Don’t Quit! How to Be Happy at a Crappy Job
If you’re in a job you don’t like, your first thought may be to start looking for a new one. You may even be tempted to quit a bad job without having another position lined up. Unless you have adequate financial resources, this may not be the best move.
“Don’t make an impulsive decision you may regret. If there is some way — any way — to neutralize the situation, by all means try to do so. If not, don’t quit unless you have no other option and the situation is utterly unbearable,” career coach Roy Cohen told The Cheat Sheet.
The good news is you don’t have to suffer. There are some ways for you to make life a little more pleasant until you find the right job.
Learn as much as you can
Just because you hate your job doesn’t mean you can’t use it as an opportunity to learn. Think of your crappy job as a stepping stone. If your employer offers free or low-cost training, sign up for as many workshops and seminars as you can. Use this time to sharpen your skills for your next job. You can also work on learning more about your strengths and weaknesses and learning how to use this knowledge to your advantage.
Lisa Quast, author of Secrets of a Hiring Manager Turned Career Coach, said many employees lack and need to sharpen their leadership skills. “Leadership and navigation is the most critical competency for businesses now and in the next decade, according to a recent Society for Human Resource Management (SHRM) survey. However, this competency – which they define as ‘the ability to direct and contribute to initiatives and processes within the organization,’ is something most employees and job candidates lack. It’s estimated that 3.6 million baby boomers are going to retire in 2016. This means businesses will be replacing a lot of senior leaders and managers. If you aspire to hold a leadership role, now is the time to sharpen your skill set,” Quast said in her Forbes column.
Resist the urge to work straight through lunch. Get up and walk around. Also take advantage of your vacation days. Taking a moment to step back and recharge can help you clear your mind and give you the energy you need to work at your job until something better comes along.
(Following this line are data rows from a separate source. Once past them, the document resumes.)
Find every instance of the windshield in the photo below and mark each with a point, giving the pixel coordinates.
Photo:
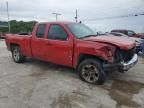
(80, 30)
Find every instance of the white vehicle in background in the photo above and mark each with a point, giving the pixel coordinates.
(138, 41)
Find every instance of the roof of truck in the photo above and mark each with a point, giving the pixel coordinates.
(58, 22)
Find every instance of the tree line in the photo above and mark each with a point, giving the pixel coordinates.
(18, 26)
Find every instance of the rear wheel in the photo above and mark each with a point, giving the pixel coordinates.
(16, 55)
(90, 70)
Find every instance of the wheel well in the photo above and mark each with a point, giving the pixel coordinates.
(13, 45)
(85, 56)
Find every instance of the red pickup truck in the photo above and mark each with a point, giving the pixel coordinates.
(74, 45)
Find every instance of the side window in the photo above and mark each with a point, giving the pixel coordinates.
(40, 31)
(57, 32)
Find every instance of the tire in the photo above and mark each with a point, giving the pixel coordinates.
(16, 55)
(90, 70)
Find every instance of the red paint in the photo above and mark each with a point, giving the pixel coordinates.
(66, 52)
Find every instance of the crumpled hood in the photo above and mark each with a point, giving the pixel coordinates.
(121, 42)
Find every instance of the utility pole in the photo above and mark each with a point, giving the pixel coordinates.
(8, 16)
(56, 15)
(76, 17)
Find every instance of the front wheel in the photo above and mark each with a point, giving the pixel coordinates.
(90, 70)
(16, 55)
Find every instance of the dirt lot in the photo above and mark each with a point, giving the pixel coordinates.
(37, 84)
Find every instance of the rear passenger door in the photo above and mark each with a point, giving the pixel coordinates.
(59, 48)
(38, 40)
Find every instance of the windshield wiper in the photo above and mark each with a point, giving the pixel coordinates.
(87, 36)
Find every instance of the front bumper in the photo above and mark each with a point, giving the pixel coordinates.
(121, 66)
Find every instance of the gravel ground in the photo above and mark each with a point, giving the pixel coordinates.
(37, 84)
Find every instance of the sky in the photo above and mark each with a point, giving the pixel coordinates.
(93, 13)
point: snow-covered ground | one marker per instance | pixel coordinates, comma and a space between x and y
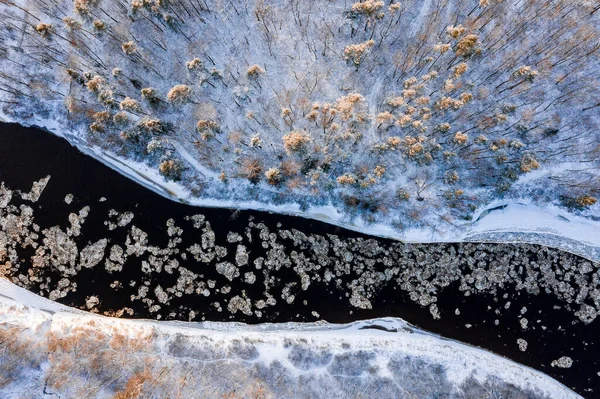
383, 357
500, 221
449, 107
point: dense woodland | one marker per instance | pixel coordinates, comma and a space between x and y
415, 113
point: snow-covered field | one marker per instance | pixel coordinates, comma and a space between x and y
95, 356
500, 221
408, 120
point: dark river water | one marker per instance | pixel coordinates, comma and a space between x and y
483, 319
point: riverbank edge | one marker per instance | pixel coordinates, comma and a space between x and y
501, 222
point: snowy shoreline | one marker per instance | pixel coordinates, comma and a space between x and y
379, 336
499, 222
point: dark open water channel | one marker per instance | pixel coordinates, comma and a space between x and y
27, 155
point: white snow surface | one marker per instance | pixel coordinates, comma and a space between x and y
516, 216
272, 342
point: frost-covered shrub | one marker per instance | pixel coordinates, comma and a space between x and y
273, 176
179, 94
171, 169
149, 94
296, 141
128, 47
356, 52
129, 104
585, 201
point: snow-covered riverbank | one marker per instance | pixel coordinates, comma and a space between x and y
501, 221
386, 357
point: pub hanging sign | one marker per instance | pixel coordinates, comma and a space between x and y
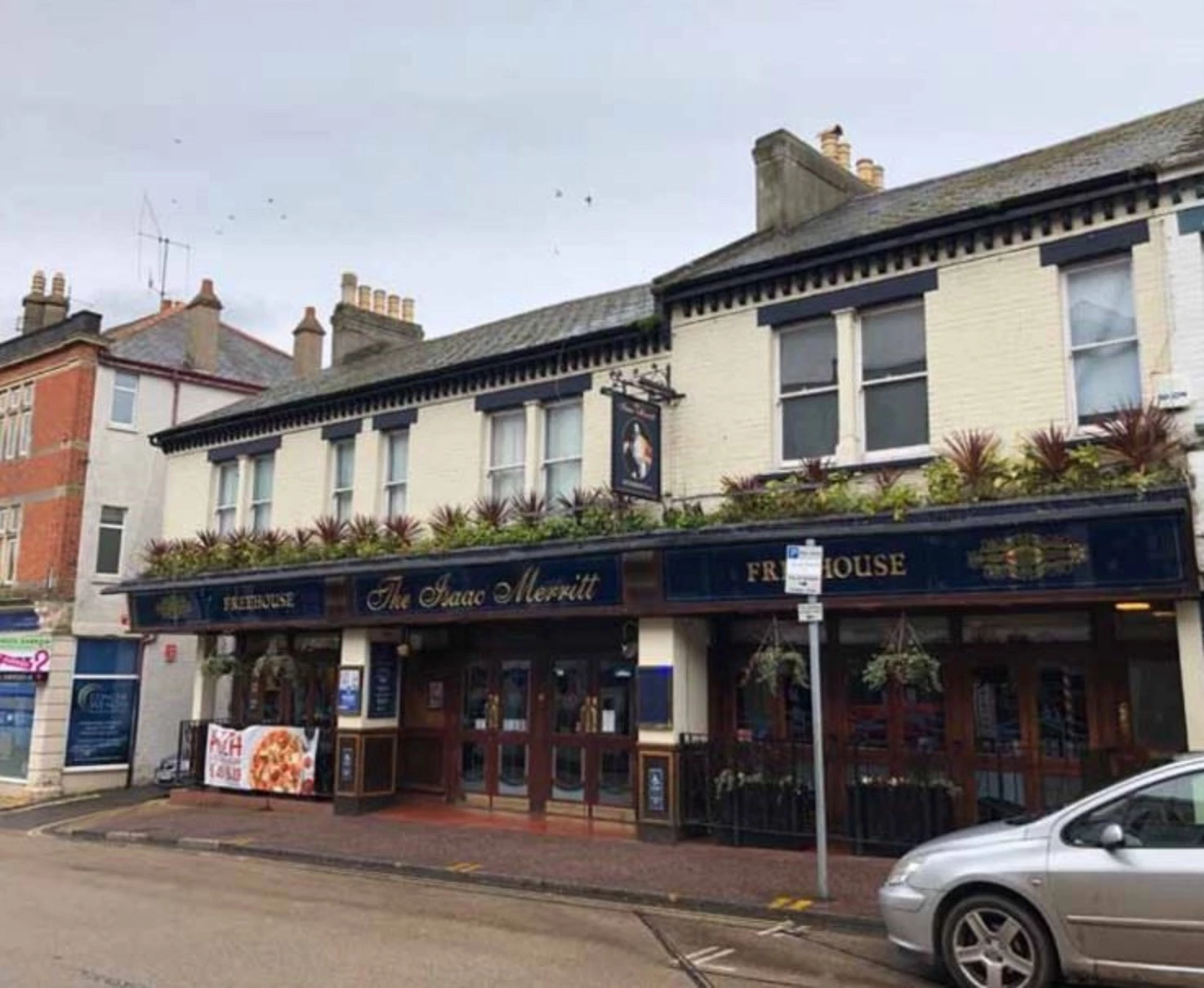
635, 447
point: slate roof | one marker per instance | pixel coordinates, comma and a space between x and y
162, 340
503, 337
1119, 150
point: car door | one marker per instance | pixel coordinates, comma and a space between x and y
1137, 910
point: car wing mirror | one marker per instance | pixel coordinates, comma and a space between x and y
1112, 837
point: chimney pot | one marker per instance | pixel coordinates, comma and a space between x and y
828, 141
203, 320
307, 340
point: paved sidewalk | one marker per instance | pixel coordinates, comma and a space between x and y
482, 848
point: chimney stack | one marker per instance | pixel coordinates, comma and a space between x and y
34, 305
203, 317
57, 304
795, 182
307, 340
365, 322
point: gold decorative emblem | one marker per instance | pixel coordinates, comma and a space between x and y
1028, 556
175, 607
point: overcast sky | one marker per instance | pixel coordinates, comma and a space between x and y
290, 141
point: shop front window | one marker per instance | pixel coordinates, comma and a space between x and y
16, 728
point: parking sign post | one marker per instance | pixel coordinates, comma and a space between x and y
805, 574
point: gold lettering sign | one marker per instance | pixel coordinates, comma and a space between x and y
238, 603
530, 590
863, 566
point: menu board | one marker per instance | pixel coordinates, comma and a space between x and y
383, 681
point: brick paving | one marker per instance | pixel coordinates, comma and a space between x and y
493, 846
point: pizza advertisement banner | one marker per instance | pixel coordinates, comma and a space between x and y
266, 759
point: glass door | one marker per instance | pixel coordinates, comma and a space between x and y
591, 734
495, 747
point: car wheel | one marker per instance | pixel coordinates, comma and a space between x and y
990, 941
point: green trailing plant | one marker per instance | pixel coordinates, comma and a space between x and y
902, 658
774, 662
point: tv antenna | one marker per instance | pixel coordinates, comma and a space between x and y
163, 249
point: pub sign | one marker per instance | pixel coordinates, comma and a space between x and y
636, 447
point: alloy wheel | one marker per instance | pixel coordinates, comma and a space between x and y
991, 949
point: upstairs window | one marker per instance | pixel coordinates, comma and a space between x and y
263, 470
225, 510
109, 541
894, 378
126, 396
807, 390
396, 470
10, 541
561, 449
1103, 338
507, 452
342, 454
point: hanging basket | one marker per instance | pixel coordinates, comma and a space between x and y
774, 661
904, 661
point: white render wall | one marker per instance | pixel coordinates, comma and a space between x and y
124, 470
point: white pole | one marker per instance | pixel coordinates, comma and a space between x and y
813, 635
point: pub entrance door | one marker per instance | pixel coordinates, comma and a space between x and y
591, 737
495, 733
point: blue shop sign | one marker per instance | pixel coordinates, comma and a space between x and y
243, 603
1097, 554
559, 584
101, 723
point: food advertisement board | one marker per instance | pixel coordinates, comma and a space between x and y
265, 759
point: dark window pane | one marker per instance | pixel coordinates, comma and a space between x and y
1062, 706
472, 767
109, 549
897, 414
512, 770
615, 780
808, 356
569, 774
892, 343
809, 426
106, 657
996, 711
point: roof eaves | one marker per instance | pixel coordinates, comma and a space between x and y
896, 236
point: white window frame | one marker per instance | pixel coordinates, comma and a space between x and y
112, 400
493, 470
1064, 272
546, 461
391, 485
894, 452
223, 510
11, 517
101, 526
256, 505
827, 389
336, 492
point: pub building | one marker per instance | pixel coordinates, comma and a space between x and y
607, 677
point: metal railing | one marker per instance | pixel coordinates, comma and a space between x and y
879, 802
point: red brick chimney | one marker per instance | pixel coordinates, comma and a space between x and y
203, 317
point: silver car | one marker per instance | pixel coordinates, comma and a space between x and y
1109, 888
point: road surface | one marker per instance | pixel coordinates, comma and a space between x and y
88, 915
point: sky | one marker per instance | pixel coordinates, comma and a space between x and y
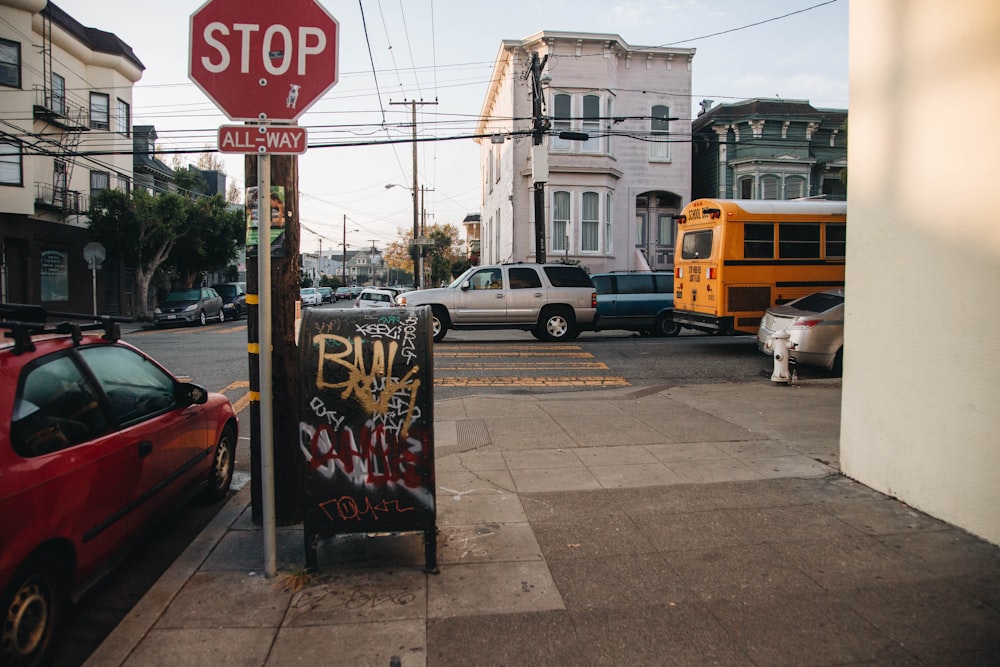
396, 51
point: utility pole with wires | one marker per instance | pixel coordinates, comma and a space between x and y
539, 155
416, 209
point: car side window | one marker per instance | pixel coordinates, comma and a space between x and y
486, 279
604, 284
56, 407
635, 284
523, 278
137, 389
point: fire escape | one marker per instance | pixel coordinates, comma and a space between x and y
52, 107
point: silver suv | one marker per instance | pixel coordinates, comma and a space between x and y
552, 301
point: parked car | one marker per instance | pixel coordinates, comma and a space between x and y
98, 443
375, 298
196, 305
815, 326
310, 296
552, 301
234, 299
641, 301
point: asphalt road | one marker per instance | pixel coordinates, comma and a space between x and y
465, 362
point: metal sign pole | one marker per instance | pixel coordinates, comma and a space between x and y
266, 387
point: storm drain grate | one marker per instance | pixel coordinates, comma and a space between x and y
472, 433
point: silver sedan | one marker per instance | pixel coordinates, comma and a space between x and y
815, 326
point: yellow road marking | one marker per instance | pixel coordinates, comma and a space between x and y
532, 382
503, 366
479, 355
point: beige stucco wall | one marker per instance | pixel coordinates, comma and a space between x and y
921, 398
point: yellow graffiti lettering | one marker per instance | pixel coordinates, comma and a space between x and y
370, 386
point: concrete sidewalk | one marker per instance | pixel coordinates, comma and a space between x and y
702, 524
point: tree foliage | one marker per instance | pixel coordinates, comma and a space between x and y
154, 232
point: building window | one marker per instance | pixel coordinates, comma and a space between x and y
590, 222
58, 100
608, 246
99, 181
769, 187
10, 63
562, 112
11, 168
665, 229
591, 123
659, 133
55, 275
99, 111
795, 187
560, 220
59, 182
123, 117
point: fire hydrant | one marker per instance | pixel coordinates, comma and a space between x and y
779, 346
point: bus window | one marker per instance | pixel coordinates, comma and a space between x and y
836, 240
758, 241
798, 241
697, 245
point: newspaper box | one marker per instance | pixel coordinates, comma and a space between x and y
366, 424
Try not to focus too much on what’s wrong with your job. Instead, make an effort to help a co-worker in need. Being a team player can help lessen the stress of the job by taking your mind off of the negative aspects of work.
Instead of wasting time and energy worrying about how miserable you are at your current job, take action. Save up some money and make an action plan for finding a new job. Keep your thoughts on how happy you’ll be once you’re out of there.
Career strategy coach Leila Hock advises planning as soon as you know you want to leave. “No one makes good decisions out of desperation and the last thing you want to do is end up in the same position in a year or two. In short, create a plan, vet it, save money, and then quit. Put your energy outside of your job that’s making you unhappy into planning and it will make your current role more bearable,” said Hock.